Remember magic tricks? People pulling nickels out of your ear, people reading your mind and even victims of the audience being sawed in half? Remember the awe and excitement of being in the audience of one of those shows? Remember raising your hand frantically, hoping that you will be asked to go onstage and help out with one of the tricks?

Take that excitement and add a bit of cynicism and you’ve got Esoterica, Eric Walton’s latest show playing at the DR2 Theatre. The two may be an odd combination, but with Walton’s skill, talent and silver-tongued speaking voice, he manages to pull it off.

Walton, the author and sole performer of the show, is a bald-headed, heavy-browed man with an intense look and even more intense voice. Decked out in a velvet pinstriped blazer, paisley-printed tie, this silky-smoothed speaker entertains the audience throughout his show with his own tricks and his own commentary. At times he mocks his talents, at other times he mocks the audience’s faith in them. He is self-deprecating and slightly malicious, calling himself a “pseudo-scientist” and inviting a member of the audience to participate in an “epistemological cakewalk.”

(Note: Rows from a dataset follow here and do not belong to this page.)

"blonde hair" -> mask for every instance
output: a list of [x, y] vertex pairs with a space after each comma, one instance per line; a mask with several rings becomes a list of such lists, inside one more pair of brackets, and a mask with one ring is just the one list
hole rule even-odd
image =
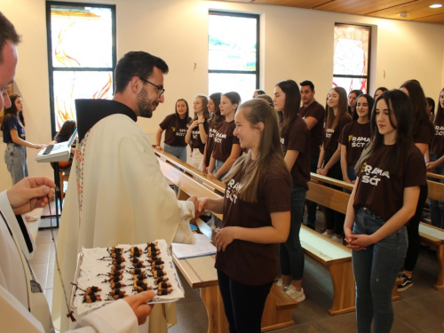
[[249, 202], [257, 202], [258, 189], [266, 172], [287, 174], [289, 183], [291, 176], [282, 157], [276, 111], [264, 99], [255, 99], [243, 103], [238, 112], [243, 112], [251, 128], [257, 128], [258, 123], [263, 123], [264, 130], [259, 139], [256, 160], [252, 159], [252, 153], [250, 150], [238, 158], [222, 180], [227, 183], [243, 171], [245, 177], [242, 180], [238, 197]]

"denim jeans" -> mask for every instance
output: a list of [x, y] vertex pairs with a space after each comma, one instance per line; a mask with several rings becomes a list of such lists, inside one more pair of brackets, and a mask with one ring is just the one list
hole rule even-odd
[[12, 177], [13, 184], [28, 177], [26, 147], [16, 145], [15, 143], [8, 143], [4, 151], [4, 162], [6, 163], [9, 173], [11, 173], [11, 177]]
[[[319, 156], [310, 156], [310, 172], [316, 173], [318, 169]], [[316, 223], [316, 207], [318, 204], [310, 200], [306, 201], [307, 226], [315, 226]], [[304, 210], [302, 211], [304, 215]]]
[[[356, 212], [353, 234], [372, 234], [385, 222], [366, 208]], [[393, 323], [392, 291], [407, 252], [407, 230], [397, 230], [366, 250], [352, 250], [358, 333], [388, 333]]]
[[350, 180], [356, 180], [356, 172], [354, 171], [354, 167], [356, 163], [350, 164], [347, 166], [347, 176]]
[[[441, 155], [430, 155], [430, 161], [435, 162], [438, 161]], [[438, 165], [435, 169], [433, 169], [432, 172], [444, 176], [444, 163]], [[444, 180], [435, 178], [429, 178], [429, 180], [444, 183]], [[444, 229], [444, 202], [429, 199], [429, 207], [432, 225]]]
[[163, 150], [173, 156], [178, 158], [179, 160], [186, 163], [186, 147], [175, 147], [170, 146], [166, 143], [163, 144]]
[[291, 220], [287, 242], [279, 244], [279, 258], [282, 275], [291, 275], [293, 280], [301, 280], [304, 274], [304, 250], [299, 239], [302, 214], [306, 190], [298, 185], [291, 187]]

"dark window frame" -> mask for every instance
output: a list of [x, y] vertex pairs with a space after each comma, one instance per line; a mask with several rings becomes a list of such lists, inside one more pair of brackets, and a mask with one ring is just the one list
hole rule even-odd
[[256, 89], [259, 89], [259, 78], [260, 78], [260, 15], [259, 14], [248, 14], [243, 12], [221, 12], [221, 11], [209, 11], [208, 15], [218, 15], [218, 16], [233, 16], [233, 17], [242, 17], [256, 19], [256, 70], [221, 70], [221, 69], [208, 69], [208, 74], [250, 74], [256, 75]]
[[[371, 26], [366, 26], [363, 24], [350, 24], [350, 23], [340, 23], [335, 22], [335, 27], [348, 27], [348, 28], [368, 28], [369, 29], [369, 57], [367, 61], [367, 75], [342, 75], [333, 73], [333, 82], [335, 81], [335, 77], [345, 77], [345, 78], [353, 78], [353, 79], [367, 79], [367, 93], [369, 93], [369, 88], [370, 87], [370, 70], [371, 70], [371, 37], [372, 37], [372, 29]], [[333, 53], [334, 57], [334, 53]], [[334, 62], [334, 59], [333, 59]]]
[[[73, 7], [97, 7], [107, 8], [111, 10], [112, 17], [112, 67], [54, 67], [52, 65], [52, 39], [51, 35], [51, 7], [53, 5], [59, 6], [73, 6]], [[115, 4], [103, 4], [93, 3], [75, 3], [75, 2], [62, 2], [62, 1], [46, 1], [46, 39], [48, 52], [48, 78], [50, 84], [50, 112], [51, 112], [51, 131], [52, 138], [57, 132], [54, 110], [54, 72], [112, 72], [113, 82], [115, 81], [115, 69], [117, 64], [117, 30], [116, 30], [116, 15]], [[112, 87], [114, 94], [114, 85]]]

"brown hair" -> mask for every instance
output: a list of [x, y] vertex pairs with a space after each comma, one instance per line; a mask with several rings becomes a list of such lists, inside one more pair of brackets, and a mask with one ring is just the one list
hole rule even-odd
[[335, 112], [333, 111], [333, 107], [327, 107], [327, 121], [325, 122], [325, 128], [332, 129], [334, 131], [336, 129], [336, 126], [337, 125], [337, 123], [344, 115], [349, 118], [351, 118], [352, 116], [348, 113], [348, 99], [345, 90], [343, 87], [335, 87], [331, 88], [330, 91], [335, 91], [339, 95], [339, 104], [337, 105], [337, 111], [336, 115]]
[[288, 175], [289, 183], [291, 183], [291, 176], [282, 157], [276, 111], [266, 101], [260, 99], [246, 101], [239, 107], [239, 110], [243, 112], [250, 126], [255, 128], [258, 123], [263, 123], [264, 130], [259, 140], [257, 159], [252, 160], [251, 150], [250, 150], [239, 157], [224, 177], [223, 181], [228, 182], [243, 170], [245, 178], [238, 195], [246, 202], [257, 202], [258, 189], [266, 172], [270, 172], [270, 170], [273, 170], [272, 172], [276, 172], [279, 170], [279, 172]]

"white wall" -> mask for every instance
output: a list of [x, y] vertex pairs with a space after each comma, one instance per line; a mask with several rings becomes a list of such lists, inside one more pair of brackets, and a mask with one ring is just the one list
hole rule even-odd
[[[51, 120], [45, 1], [0, 2], [0, 11], [22, 36], [16, 89], [25, 102], [27, 137], [34, 143], [48, 142]], [[118, 58], [128, 51], [143, 50], [160, 56], [170, 66], [164, 83], [165, 103], [152, 119], [138, 122], [147, 131], [156, 131], [163, 117], [174, 111], [178, 99], [185, 98], [192, 105], [196, 94], [213, 92], [208, 91], [207, 76], [209, 9], [261, 14], [261, 88], [269, 94], [280, 80], [310, 79], [316, 86], [318, 99], [324, 99], [331, 86], [335, 22], [375, 28], [370, 91], [381, 85], [398, 88], [405, 80], [416, 78], [425, 94], [436, 99], [444, 86], [444, 25], [218, 1], [94, 2], [116, 4]], [[36, 153], [28, 149], [30, 174], [51, 177], [52, 170], [48, 164], [34, 162]]]

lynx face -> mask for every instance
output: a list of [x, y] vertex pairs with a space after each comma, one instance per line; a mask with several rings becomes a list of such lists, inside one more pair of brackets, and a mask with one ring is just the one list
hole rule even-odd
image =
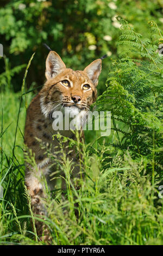
[[40, 95], [43, 115], [51, 118], [53, 111], [64, 111], [65, 107], [76, 114], [88, 111], [96, 98], [101, 60], [95, 60], [83, 71], [73, 71], [66, 68], [59, 55], [51, 51], [46, 64], [47, 81]]
[[[52, 155], [55, 153], [56, 147], [59, 148], [58, 141], [52, 139], [52, 136], [55, 132], [52, 124], [53, 113], [55, 110], [62, 111], [65, 108], [65, 112], [73, 113], [77, 115], [79, 120], [84, 113], [89, 110], [90, 106], [96, 100], [96, 86], [101, 71], [101, 60], [98, 59], [83, 71], [73, 71], [66, 68], [56, 52], [51, 51], [47, 57], [46, 62], [47, 81], [28, 108], [25, 126], [24, 143], [34, 153], [37, 164], [35, 168], [26, 162], [25, 182], [31, 197], [31, 205], [34, 214], [39, 214], [40, 216], [47, 214], [42, 200], [42, 198], [46, 197], [44, 193], [45, 186], [40, 181], [40, 177], [42, 175], [46, 177], [51, 190], [55, 187], [56, 181], [56, 179], [52, 179], [51, 176], [53, 172], [56, 173], [55, 161], [54, 162], [48, 157], [46, 149], [41, 147], [37, 139], [39, 139], [46, 147], [51, 145], [49, 149]], [[64, 136], [75, 139], [71, 131], [65, 129], [60, 132]], [[83, 139], [83, 131], [80, 136]], [[67, 145], [67, 143], [65, 145], [65, 151], [67, 156], [73, 161], [73, 172], [71, 174], [72, 179], [72, 176], [77, 177], [80, 173], [80, 162], [77, 157], [75, 149], [70, 151], [66, 147]], [[61, 176], [64, 176], [63, 170], [61, 172]], [[65, 190], [65, 182], [63, 179], [61, 186]], [[37, 221], [35, 224], [38, 235], [41, 236], [43, 230], [46, 235], [43, 239], [50, 240], [49, 231], [43, 222]]]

Demonstrating a variety of magical and card tricks throughout the night, Walton’s skills are surprising and at times thrilling. Some of his tricks are basic ones, some are original. He is able to guess which card the audience is holding without looking at it. He questions whether we as humans are led by destiny or free will and tests these theories through card experiments. He conducts a séance, using an “exquisitely crafted and dreadfully expensive spirit box” that he uses to summon the spirits who “have nothing better to do.”

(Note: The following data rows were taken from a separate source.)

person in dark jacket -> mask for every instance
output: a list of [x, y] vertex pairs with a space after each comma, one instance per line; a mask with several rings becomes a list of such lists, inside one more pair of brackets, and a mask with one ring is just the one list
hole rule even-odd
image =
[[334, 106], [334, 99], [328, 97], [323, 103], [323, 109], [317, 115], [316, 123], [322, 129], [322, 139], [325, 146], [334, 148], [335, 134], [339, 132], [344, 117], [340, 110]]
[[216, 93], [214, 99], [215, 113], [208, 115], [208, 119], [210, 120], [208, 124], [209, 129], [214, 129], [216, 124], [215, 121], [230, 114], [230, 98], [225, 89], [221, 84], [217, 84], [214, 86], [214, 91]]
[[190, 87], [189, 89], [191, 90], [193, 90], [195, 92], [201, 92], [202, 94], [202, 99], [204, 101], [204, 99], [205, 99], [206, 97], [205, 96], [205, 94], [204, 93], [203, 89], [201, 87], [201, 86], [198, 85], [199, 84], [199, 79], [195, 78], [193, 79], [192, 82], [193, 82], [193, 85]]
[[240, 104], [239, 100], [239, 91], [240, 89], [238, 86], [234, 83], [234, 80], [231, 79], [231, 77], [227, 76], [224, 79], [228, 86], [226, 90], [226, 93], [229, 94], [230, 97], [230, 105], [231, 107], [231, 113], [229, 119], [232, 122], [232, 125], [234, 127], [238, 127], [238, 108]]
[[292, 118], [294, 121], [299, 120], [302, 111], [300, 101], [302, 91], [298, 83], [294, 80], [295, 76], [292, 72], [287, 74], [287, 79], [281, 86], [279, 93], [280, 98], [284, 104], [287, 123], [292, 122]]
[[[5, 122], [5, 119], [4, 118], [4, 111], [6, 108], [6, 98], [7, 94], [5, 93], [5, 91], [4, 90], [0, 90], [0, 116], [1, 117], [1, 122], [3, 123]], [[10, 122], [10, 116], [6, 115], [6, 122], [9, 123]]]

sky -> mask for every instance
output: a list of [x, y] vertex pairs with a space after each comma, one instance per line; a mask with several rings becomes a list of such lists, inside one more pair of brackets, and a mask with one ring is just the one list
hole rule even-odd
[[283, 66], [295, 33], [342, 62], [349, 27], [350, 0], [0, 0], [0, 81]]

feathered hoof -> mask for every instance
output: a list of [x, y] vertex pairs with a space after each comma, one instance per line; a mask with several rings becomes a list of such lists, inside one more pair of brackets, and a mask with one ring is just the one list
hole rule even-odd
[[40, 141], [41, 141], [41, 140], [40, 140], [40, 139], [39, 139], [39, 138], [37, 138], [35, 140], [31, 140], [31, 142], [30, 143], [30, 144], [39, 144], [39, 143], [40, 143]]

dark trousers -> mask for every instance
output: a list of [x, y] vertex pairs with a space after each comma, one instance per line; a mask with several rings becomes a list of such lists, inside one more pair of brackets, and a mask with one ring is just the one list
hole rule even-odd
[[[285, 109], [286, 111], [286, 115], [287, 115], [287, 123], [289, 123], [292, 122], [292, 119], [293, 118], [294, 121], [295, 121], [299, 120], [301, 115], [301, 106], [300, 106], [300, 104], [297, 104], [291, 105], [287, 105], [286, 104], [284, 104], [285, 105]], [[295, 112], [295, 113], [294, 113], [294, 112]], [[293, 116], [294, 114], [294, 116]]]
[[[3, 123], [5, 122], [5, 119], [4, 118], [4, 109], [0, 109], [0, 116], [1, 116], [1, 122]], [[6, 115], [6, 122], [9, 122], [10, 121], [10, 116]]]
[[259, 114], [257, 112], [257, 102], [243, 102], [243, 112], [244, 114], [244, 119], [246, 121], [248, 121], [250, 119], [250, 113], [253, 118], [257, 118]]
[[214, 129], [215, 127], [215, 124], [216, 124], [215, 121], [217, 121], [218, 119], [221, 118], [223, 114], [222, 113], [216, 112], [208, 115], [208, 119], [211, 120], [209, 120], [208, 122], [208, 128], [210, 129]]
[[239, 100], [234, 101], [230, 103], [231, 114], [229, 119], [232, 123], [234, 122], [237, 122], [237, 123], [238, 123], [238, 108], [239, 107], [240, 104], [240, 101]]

Though his tricks are entertaining, it is Walton himself provides the true entertainment in the show. The achievement of somehow fitting a toy of Mr. Potato Head in a large martini glass is somewhat overshadowed by his own description and reaction to the trick.

There has been a rise of one-man shows lately in the theatre lately, with everything from Jay Johnson’s “Two and Only,” featuring a wooden doll named Bob and a puppet of a bird to Martin Short’s satire of one man shows. Neither show received rave reviews, and the question of whether one man can entertain an entire audience remains hovering in the talk of the trade. These shows are “biographical” (fictional, in Short’s case), based around their stories and their talents. Walton’s show, however, is not biographical in any way. He reveals nothing about his own life, but in his on-stage role, he captivates the audience.

Sitting in an armchair, sipping scotch, he comfortably chats with his audience, saying, “People often ask me how I became interested in the art of conjuring.” Pausing for another sip, he continues, “And I just ignore them.”

The tricks Walton performs are surprising. They are eye-catching. They are interesting. They make you think about how he did what he did. His performance does not necessarily make you believe in magic. Instead, you believe in his skill.

“Have a Tootsie Roll,” Walton offered a man who did not succeed in tricking him. “It will help mollify the pains of incredulity.”

This show does a better job than the Tootsie Roll. But by going to the show, you can get your own Tootsie Roll as well.